The Health Care Consumer’s Manifesto
How to get the most for your health care dollars.
Americans love to shop: for gadgets, airline tickets, new outfits, the latest smart phone. We love the act of shopping almost as much as the goods themselves, especially in the digital age. The Internet lets us shop from home, on the road, at the coffee shop. When we need to, we are also willing to shop for less fun things, like mortgages and car insurance. Why, then, don’t we shop for health care?
Each year, Americans spend nearly a trillion dollars – and rising – out of our own pockets on health care and insurance. Yet even as money flows out, we scarcely recognize our roles as health care consumers. People spend more time shopping for furniture, home repairs, and even groceries.
But we all eventually need health care, and increasingly, we pay a significant portion of the cost burden ourselves. Shouldn’t we get what we pay for? Why do Americans pay so much for health care and get so little? Why don’t Americans demand to know the price of health care services before we get them? Why don’t we find the energy to fight erroneous bills, or open mail from our health insurer with confidence and resolve rather than dread? Why don’t Americans expect good customer service in health care settings, or negotiate a refund if what we buy doesn’t work? And what might happen if we did?
Health care is complicated. It’s stressful. It’s expensive. And consumers face massive disadvantages: we can almost never know more than our doctors about what we need, and we often face decisions at our most vulnerable moments. Sick, scared, or confused, we feel like we don’t have any choices at all. In health care, many of us lack competence, confidence, or even the imagination to consider ourselves agents in health care purchasing decisions.

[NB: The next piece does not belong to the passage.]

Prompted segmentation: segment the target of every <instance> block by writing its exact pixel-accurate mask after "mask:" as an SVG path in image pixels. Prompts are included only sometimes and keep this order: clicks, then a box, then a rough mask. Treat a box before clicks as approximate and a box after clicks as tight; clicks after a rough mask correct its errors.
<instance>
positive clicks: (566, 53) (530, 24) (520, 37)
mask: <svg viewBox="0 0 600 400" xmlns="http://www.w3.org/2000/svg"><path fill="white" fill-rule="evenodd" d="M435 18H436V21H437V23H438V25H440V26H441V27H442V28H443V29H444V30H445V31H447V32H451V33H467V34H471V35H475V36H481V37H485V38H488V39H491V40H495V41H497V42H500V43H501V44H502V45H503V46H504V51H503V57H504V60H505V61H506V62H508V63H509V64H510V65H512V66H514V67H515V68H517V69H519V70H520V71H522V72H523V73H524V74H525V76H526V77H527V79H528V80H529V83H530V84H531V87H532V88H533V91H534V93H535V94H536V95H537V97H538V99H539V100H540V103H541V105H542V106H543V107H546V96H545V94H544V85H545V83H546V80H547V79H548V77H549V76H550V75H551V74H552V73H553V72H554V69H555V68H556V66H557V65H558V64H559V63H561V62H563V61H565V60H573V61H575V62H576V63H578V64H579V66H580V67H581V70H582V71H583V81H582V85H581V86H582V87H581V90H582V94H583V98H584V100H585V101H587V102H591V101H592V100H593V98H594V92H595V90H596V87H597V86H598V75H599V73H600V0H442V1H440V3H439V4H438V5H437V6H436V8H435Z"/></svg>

Deb Gordon’s research as a Senior Fellow at the Harvard Kennedy School’s Mossavar-Rahmani Center for Business and Government, informed by her experience as an executive in the health care industry, bucks conventional health care wisdom that consumers can’t and won’t shop for health care; that it’s too different from other goods and services we normally buy. Her work suggests people can – and sometimes do – shop for health care, though too few realize it’s possible, and those who do often bump into real obstacles to capturing value for their health care dollars. Deb imagines a health care consumerist movement, in which consumers use purchasing power to help shape a new kind of health care market, one that puts consumers first.
In The Health Care Consumer’s Manifesto: How to Get the Most for Your Money (Praeger Publishing, on sale February 29), Deb navigates and demystifies the confusing and frustrating world of health care shopping. She takes readers on a guided tour inside American health care, revealing why health care is so messy, and who is invested in keeping it that way. She offers a new vision of how health care could work if it were truly designed to meet consumer needs, and calls us to action on how to demand – and thereby help create – such a system.
A wake-up call to an industry tenuously holding on to the status quo and ripe for true disruption, this book outlines what consumers can do themselves and demand from doctors, hospitals, health plans, and policy makers to get more for their health care spending and in so doing, reshape the health care system into one we all deserve.